When we speak of "the Riemannian manifold $\Bbb{R}^{n+1}$", we mean

• We consider the set $\Bbb{R}^{n+1}$, together with the "usual" topology $\mathcal{T}_{n+1}$ (i.e $U\in\mathcal{T}_{n+1}$ if and only if for each $p\in U$ there is an $r>0$ such that for all $q\in\Bbb{R}^{n+1}$ with $\sqrt{\sum_{i=1}^{n+1}(q^i-p^i)^2}<r$, we have $q\in U$). Then we consider the unique maximal atlas which contains the identity chart $(\Bbb{R}^{n+1},\text{id}_{\Bbb{R}^{n+1}})$. The Riemannian structure is obtained by considering the tensor field $\delta:=\sum_{i=1}^{n+1}(dx^i)\otimes (dx^i)$.
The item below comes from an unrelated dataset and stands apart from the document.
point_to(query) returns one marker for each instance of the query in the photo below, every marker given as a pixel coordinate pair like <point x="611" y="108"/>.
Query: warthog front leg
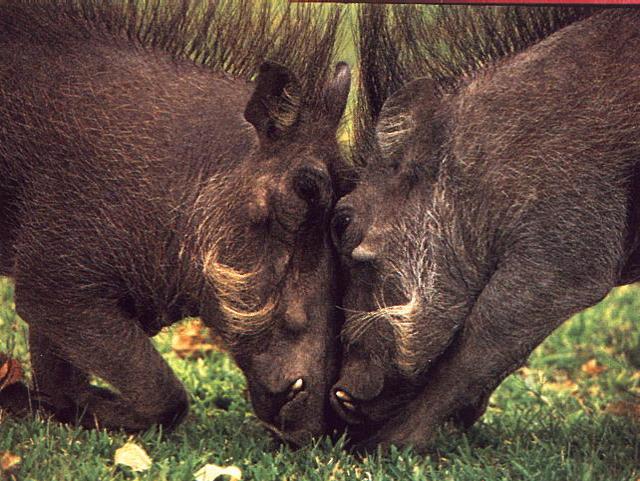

When we speak of "the Lorentzian manifold $\Bbb{R}^{n,1}$", we mean

• We consider the same set $\Bbb{R}^{n+1}$, the same topology $\mathcal{T}_{n+1}$, the same maximal smooth atlas containing the identity chart. The only difference is we're considering a different 'geometry', i.e given by the tensor field $\eta:=-(dx^1)\otimes (dx^1)+\sum_{i=2}^{n+1}(dx^i)\otimes (dx^i)$.

But like I've already said, the tensor field you choose to consider, $\delta$ vs $\eta$ makes no difference at all to the topology.